Caput is largely responsible for contemporary Icelandic musical compositions having become as widely known as they are today. When the ensemble was formed in 1987, the opportunities for performing modern music in Iceland were limited, and Caput wanted to remedy that situation.

At first Caput was primarily a holiday project, since almost all its 20 or so members lived and studied outside Iceland. During their holidays in Iceland the members of Caput met and gradually rehearsed a large repertoire, mainly of new Icelandic music, but in time also other contemporary music.

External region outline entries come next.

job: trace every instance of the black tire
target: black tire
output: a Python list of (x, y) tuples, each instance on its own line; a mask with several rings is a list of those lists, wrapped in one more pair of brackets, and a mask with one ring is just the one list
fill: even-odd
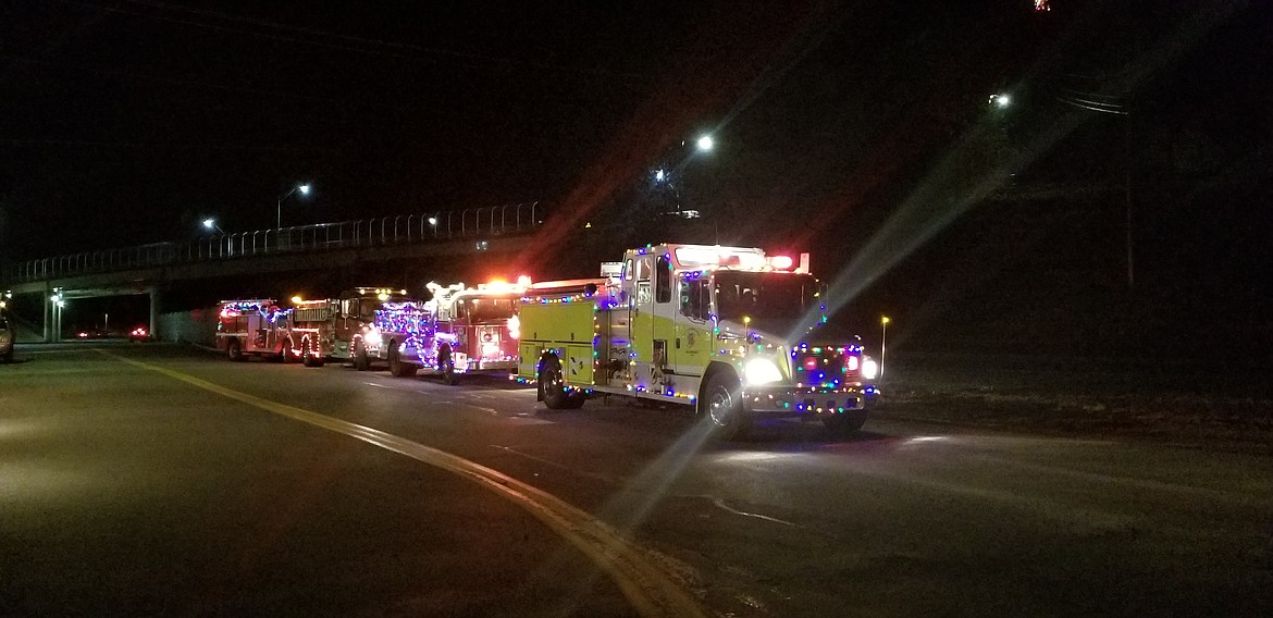
[(300, 363), (306, 367), (322, 367), (322, 358), (314, 354), (309, 339), (300, 340)]
[(390, 375), (393, 377), (415, 377), (418, 368), (415, 364), (402, 362), (397, 341), (390, 344)]
[[(572, 408), (570, 394), (565, 390), (565, 378), (561, 377), (561, 363), (555, 356), (546, 356), (540, 361), (538, 381), (544, 405), (547, 409), (565, 410)], [(578, 405), (573, 408), (578, 408)]]
[(247, 357), (243, 356), (243, 345), (238, 343), (237, 338), (230, 338), (225, 343), (225, 358), (229, 358), (236, 363), (241, 363), (247, 359)]
[(751, 415), (742, 409), (741, 387), (733, 372), (717, 371), (699, 394), (699, 414), (712, 424), (717, 440), (741, 440), (751, 429)]
[(363, 345), (363, 341), (354, 343), (354, 368), (358, 371), (372, 368), (372, 359), (367, 358), (367, 345)]
[(456, 363), (451, 359), (451, 348), (446, 345), (438, 350), (438, 373), (442, 381), (451, 386), (460, 384), (460, 373), (456, 373)]
[(858, 429), (866, 424), (866, 422), (867, 413), (864, 410), (857, 410), (826, 417), (822, 419), (822, 426), (826, 427), (826, 431), (839, 437), (848, 437), (857, 433)]

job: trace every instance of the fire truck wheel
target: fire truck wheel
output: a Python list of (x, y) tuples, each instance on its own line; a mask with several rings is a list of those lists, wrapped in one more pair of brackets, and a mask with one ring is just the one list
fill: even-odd
[(225, 357), (234, 362), (243, 361), (243, 348), (239, 345), (238, 339), (230, 339), (225, 343)]
[(416, 368), (415, 364), (402, 362), (397, 341), (390, 344), (390, 373), (393, 377), (415, 377)]
[(822, 426), (836, 436), (845, 437), (857, 433), (867, 422), (866, 413), (844, 413), (822, 419)]
[(354, 344), (354, 368), (358, 371), (372, 368), (372, 361), (367, 358), (367, 348), (363, 347), (363, 341)]
[(456, 373), (456, 363), (451, 359), (451, 348), (446, 345), (438, 350), (438, 373), (442, 373), (442, 381), (451, 386), (460, 384), (460, 373)]
[(545, 357), (540, 362), (540, 389), (544, 390), (544, 405), (547, 409), (564, 410), (570, 408), (570, 394), (566, 392), (561, 380), (561, 363), (554, 356)]
[(308, 339), (300, 341), (300, 363), (306, 367), (322, 367), (322, 358), (314, 354)]
[(699, 414), (712, 423), (712, 433), (718, 440), (740, 440), (751, 428), (751, 417), (742, 410), (738, 390), (733, 372), (718, 371), (708, 378), (699, 398)]

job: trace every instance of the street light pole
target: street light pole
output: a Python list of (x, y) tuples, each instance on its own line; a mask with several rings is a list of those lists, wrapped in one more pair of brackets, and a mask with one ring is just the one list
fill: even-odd
[(283, 200), (288, 199), (292, 194), (300, 191), (300, 195), (309, 195), (309, 185), (298, 185), (292, 187), (290, 191), (279, 196), (279, 203), (275, 205), (275, 218), (274, 228), (283, 229)]
[(889, 316), (880, 317), (880, 380), (883, 380), (883, 350), (889, 341)]

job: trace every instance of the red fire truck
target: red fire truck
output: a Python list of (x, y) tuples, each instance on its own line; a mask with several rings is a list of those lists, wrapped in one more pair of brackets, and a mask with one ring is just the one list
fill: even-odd
[(354, 288), (335, 299), (293, 301), (295, 329), (304, 331), (300, 354), (314, 364), (334, 358), (367, 371), (384, 362), (397, 377), (424, 368), (448, 384), (465, 371), (452, 356), (453, 338), (437, 331), (432, 305), (404, 289)]
[(216, 348), (230, 361), (266, 357), (293, 362), (297, 357), (292, 329), (292, 310), (284, 310), (274, 298), (222, 301), (216, 322)]
[(518, 319), (521, 297), (530, 278), (517, 283), (494, 280), (466, 288), (463, 283), (428, 285), (435, 320), (437, 339), (451, 340), (460, 373), (512, 371), (517, 368)]

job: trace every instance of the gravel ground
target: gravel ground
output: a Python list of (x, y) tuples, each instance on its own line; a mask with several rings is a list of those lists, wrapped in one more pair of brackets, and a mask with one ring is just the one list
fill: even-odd
[(1267, 367), (1049, 357), (891, 359), (880, 418), (1273, 455)]

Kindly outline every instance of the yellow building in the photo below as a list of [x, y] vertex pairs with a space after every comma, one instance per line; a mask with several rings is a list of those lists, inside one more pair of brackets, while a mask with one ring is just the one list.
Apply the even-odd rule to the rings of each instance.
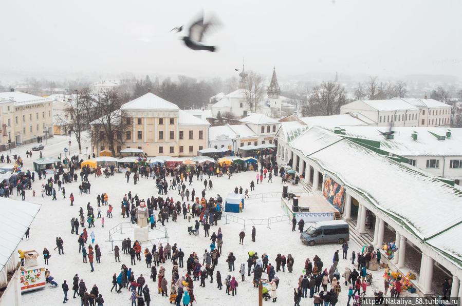
[[[35, 141], [39, 136], [53, 135], [53, 100], [25, 92], [0, 93], [2, 138], [0, 146], [8, 140], [17, 144]], [[5, 125], [6, 125], [5, 126]]]
[[[123, 145], [115, 148], [116, 153], [132, 148], [149, 156], [194, 156], [207, 147], [208, 122], [152, 93], [124, 104], [120, 110], [127, 128]], [[107, 144], [93, 139], [92, 146], [98, 154], [109, 149]]]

However, the international distribution of the members meant that a wealth of different inspirations were also brought home to Iceland and that an international network was built up.

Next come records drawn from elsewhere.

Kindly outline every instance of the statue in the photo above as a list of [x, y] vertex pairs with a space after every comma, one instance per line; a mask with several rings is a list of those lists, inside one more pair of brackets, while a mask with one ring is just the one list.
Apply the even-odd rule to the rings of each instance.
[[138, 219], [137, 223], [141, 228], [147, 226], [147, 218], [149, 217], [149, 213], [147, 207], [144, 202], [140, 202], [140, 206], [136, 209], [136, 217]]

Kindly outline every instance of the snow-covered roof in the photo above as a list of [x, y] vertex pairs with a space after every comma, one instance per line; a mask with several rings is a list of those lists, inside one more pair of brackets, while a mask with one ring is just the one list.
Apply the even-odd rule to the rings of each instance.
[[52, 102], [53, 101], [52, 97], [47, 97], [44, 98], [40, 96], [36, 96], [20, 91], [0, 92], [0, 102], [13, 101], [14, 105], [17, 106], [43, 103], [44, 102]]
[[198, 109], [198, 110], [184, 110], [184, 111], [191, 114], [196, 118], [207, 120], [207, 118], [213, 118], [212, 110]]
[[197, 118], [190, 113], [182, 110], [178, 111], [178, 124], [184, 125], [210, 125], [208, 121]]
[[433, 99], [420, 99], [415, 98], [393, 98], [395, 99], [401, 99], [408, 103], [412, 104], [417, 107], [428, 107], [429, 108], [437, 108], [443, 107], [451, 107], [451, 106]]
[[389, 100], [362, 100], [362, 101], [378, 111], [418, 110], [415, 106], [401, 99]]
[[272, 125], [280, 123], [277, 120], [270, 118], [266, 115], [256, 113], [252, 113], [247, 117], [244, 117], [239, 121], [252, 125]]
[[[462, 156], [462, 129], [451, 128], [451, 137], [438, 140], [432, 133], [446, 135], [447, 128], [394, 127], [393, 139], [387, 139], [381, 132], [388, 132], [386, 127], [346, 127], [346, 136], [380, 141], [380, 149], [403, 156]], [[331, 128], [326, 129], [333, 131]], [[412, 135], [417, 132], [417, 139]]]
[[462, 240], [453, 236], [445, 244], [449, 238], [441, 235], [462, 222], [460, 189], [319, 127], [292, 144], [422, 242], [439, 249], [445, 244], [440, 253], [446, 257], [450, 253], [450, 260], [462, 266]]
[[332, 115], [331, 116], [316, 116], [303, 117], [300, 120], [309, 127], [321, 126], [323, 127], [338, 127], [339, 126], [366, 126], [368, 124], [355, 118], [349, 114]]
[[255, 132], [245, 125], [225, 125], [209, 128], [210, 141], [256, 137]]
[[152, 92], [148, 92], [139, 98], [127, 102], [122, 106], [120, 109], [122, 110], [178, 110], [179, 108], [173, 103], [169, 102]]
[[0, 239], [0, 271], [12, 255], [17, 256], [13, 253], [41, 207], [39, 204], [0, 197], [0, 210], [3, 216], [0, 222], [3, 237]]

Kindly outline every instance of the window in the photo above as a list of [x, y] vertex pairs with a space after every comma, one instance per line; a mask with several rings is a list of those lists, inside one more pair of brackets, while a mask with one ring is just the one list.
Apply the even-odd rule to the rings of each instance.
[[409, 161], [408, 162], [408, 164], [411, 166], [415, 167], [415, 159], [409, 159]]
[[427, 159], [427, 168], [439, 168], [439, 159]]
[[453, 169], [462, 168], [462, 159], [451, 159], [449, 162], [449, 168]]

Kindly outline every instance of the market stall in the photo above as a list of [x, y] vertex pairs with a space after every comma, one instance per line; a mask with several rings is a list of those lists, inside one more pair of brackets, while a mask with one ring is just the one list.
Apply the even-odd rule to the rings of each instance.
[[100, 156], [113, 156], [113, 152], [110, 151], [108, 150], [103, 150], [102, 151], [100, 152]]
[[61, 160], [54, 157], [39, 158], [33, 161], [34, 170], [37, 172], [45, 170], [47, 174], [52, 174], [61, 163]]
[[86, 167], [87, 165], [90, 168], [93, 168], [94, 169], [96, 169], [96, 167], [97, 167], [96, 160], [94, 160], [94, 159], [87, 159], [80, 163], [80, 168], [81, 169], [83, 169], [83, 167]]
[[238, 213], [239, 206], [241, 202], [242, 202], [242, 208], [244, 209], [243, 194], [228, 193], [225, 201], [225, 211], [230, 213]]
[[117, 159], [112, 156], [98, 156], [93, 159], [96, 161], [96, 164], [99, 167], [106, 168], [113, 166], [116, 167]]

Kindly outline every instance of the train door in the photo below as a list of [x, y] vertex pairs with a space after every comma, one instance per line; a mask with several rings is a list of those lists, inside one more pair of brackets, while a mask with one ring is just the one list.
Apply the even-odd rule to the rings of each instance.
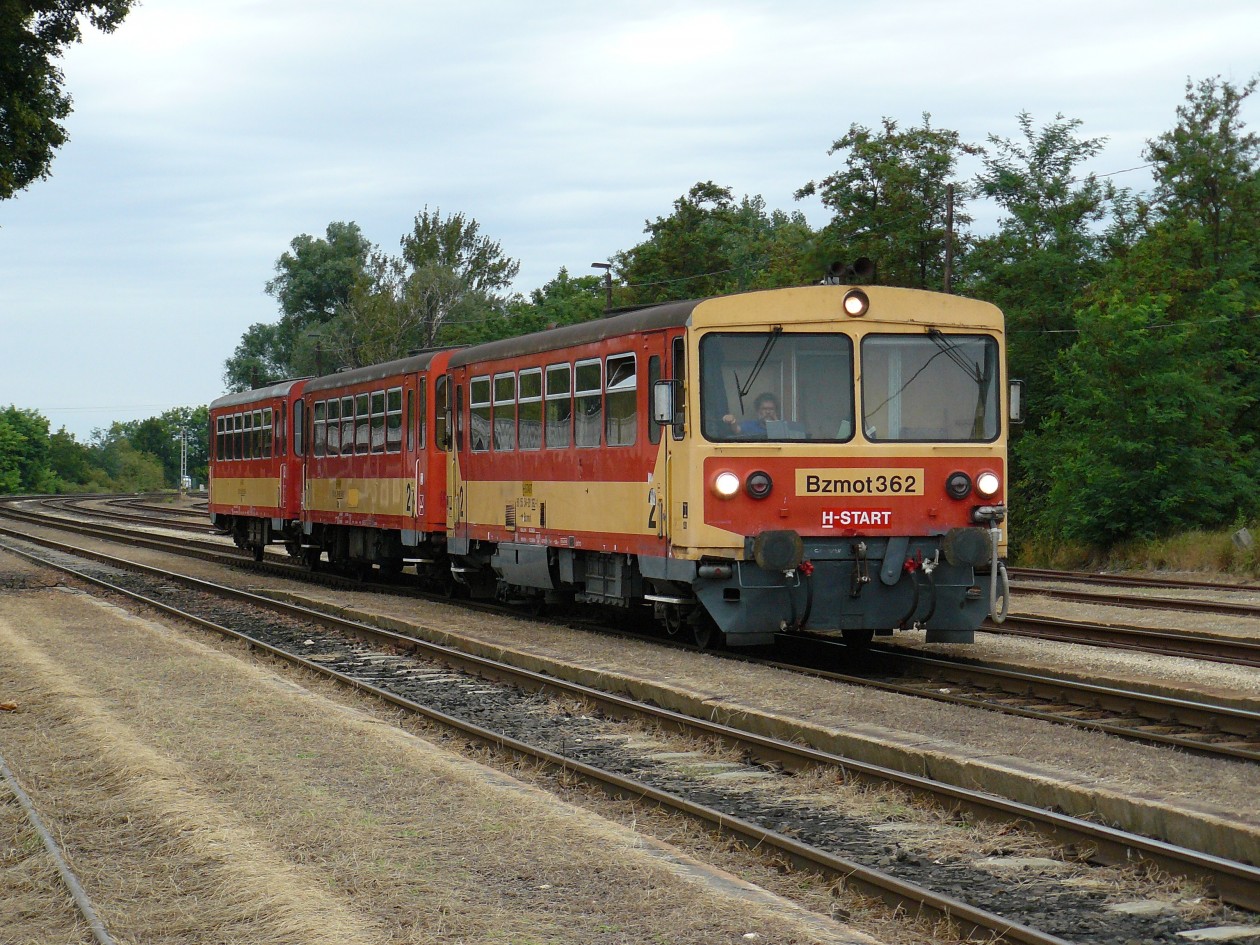
[[[685, 495], [682, 481], [685, 476], [685, 460], [683, 457], [683, 433], [685, 431], [687, 417], [687, 343], [683, 335], [678, 335], [670, 341], [668, 348], [669, 379], [674, 384], [674, 422], [662, 427], [662, 440], [665, 442], [665, 475], [662, 478], [660, 504], [660, 537], [665, 541], [665, 547], [672, 548], [679, 528], [685, 528], [685, 523], [675, 520], [675, 515], [685, 518], [684, 505], [674, 508], [675, 496]], [[685, 539], [685, 537], [684, 537]]]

In the course of just a few years Caput had made a name for itself as an ultra-professional ensemble, and this has also led to permanent support from the Icelandic Ministry of Culture and the City of Reykjavík. Recognition of the ensemble has also resulted in two previous nominations for the Nordic Council’s Music Prize (1997 and 1999).

Caput has travelled extensively to important festivals in Europe and the USA, but since it is expensive and difficult to transport such a large ensemble, CD recordings are a major element in Caput's activities.

The ensemble has appeared on many important releases, such as the landmark recording of Haukur Tómassons Guðrún's Fourth Song in 1997. For this work Haukur Tómasson won the Nordic Council's Music Prize in 2004.

Besides this CD Caput has recorded works by among others Jón Leifs, Snorri S. Birgisson, Hjálmar Ragnarsson, Atli Ingólfsson (Iceland), Sunleif Rasmussen (the Faroe Islands), Lars Graugaard (Denmark) and Nikos Skalkottas (Greece).

The early years of the ensemble are described in an article in Nordic Sounds No. 1/1995.